Whamcloud - gitweb
LU-11519 hsm: handle hsd_request_count == 0 properly 80/33580/6
authorJohn L. Hammond <jhammond@whamcloud.com>
Mon, 5 Nov 2018 17:48:55 +0000 (11:48 -0600)
committerOleg Drokin <green@whamcloud.com>
Wed, 21 Nov 2018 04:06:09 +0000 (04:06 +0000)
In mdt_cdt_waiting_cb() it may be that the coordinator has already
reached the limit of active requests and hsd contains no requests to
be started. Handle this properly when trying to prioritize a restore.
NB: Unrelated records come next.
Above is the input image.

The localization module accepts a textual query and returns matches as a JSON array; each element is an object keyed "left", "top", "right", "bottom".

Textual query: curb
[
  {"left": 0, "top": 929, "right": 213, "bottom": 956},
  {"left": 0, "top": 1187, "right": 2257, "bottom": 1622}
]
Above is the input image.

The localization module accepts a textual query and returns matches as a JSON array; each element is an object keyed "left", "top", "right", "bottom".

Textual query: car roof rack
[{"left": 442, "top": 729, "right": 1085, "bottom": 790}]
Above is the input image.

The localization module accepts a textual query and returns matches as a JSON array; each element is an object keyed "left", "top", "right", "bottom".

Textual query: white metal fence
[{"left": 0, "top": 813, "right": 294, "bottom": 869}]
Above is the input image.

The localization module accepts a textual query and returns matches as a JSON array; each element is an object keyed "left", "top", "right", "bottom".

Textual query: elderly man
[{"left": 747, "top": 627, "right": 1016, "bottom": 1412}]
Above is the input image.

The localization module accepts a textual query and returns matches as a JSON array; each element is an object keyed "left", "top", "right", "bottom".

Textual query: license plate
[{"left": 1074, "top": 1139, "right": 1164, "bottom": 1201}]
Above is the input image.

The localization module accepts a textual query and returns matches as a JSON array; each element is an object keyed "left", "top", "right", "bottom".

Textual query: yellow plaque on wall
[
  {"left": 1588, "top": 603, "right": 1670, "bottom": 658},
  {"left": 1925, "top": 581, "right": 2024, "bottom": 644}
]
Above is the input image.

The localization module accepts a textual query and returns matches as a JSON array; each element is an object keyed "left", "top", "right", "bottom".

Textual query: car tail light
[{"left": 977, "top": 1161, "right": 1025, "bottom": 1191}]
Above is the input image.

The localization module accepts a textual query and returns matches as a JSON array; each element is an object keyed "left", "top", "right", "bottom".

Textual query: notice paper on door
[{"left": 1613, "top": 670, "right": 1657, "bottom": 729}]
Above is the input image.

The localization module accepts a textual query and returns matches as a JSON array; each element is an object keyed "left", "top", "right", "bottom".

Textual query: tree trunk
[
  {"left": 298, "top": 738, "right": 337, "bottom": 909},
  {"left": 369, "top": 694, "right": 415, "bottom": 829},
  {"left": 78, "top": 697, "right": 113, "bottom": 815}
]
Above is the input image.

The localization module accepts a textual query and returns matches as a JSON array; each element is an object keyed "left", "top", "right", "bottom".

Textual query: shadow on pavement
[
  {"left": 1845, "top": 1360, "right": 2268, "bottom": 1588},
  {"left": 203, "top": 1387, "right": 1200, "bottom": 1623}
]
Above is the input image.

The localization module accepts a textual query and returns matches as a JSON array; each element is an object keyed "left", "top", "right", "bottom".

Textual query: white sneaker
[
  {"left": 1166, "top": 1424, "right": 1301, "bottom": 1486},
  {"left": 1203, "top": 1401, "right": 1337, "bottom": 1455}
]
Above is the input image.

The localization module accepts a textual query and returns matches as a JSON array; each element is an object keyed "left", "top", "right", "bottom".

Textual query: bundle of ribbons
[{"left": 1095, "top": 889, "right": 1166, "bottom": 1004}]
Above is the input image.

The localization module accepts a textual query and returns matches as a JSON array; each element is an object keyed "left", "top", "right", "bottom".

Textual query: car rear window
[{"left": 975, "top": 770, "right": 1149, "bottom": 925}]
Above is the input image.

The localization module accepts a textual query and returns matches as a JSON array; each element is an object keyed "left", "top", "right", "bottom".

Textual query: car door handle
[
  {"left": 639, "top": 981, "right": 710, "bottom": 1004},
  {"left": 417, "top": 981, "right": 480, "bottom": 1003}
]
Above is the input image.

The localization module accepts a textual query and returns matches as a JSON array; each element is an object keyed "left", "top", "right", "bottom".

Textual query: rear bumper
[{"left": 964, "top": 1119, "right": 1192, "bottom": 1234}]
Signed-off-by: John L. Hammond <jhammond@whamcloud.com>
Change-Id: Ic843b7672ae6a4509ac127c2d2f90bf3681f84fc
Reviewed-on: https://review.whamcloud.com/33580
Reviewed-by: Andreas Dilger <adilger@whamcloud.com>
Reviewed-by: Quentin Bouget <quentin.bouget@cea.fr>
Reviewed-by: Ben Evans <bevans@cray.com>
Tested-by: Jenkins
Tested-by: Maloo <maloo@whamcloud.com>
Reviewed-by: Oleg Drokin <green@whamcloud.com>
lustre/mdt/mdt_coordinator.c

index 19fd0f5..6795c7d 100644 (file)
@@ -163,6 +163,9 @@ static int mdt_cdt_waiting_cb(const struct lu_env *env,
        int i;
 
        /* Are agents full? */
+       if (atomic_read(&cdt->cdt_request_count) >= cdt->cdt_max_requests)
+               RETURN(hsd->hsd_housekeeping ? 0 : LLOG_PROC_BREAK);
+
        if (hsd->hsd_action_count + atomic_read(&cdt->cdt_request_count) >=
            cdt->cdt_max_requests) {
                /* We cannot send any more request
@@ -224,8 +227,10 @@ static int mdt_cdt_waiting_cb(const struct lu_env *env,
 
                        /* Discard the (whole) last hal */
                        hsd->hsd_request_count--;
+                       LASSERT(hsd->hsd_request_count >= 0);
                        tmp = &hsd->hsd_request[hsd->hsd_request_count];
                        hsd->hsd_action_count -= tmp->hal->hal_count;
+                       LASSERT(hsd->hsd_action_count >= 0);
                        OBD_FREE(tmp->hal, tmp->hal_sz);
                } else {
                        /* Bailing out, this code path is too hot */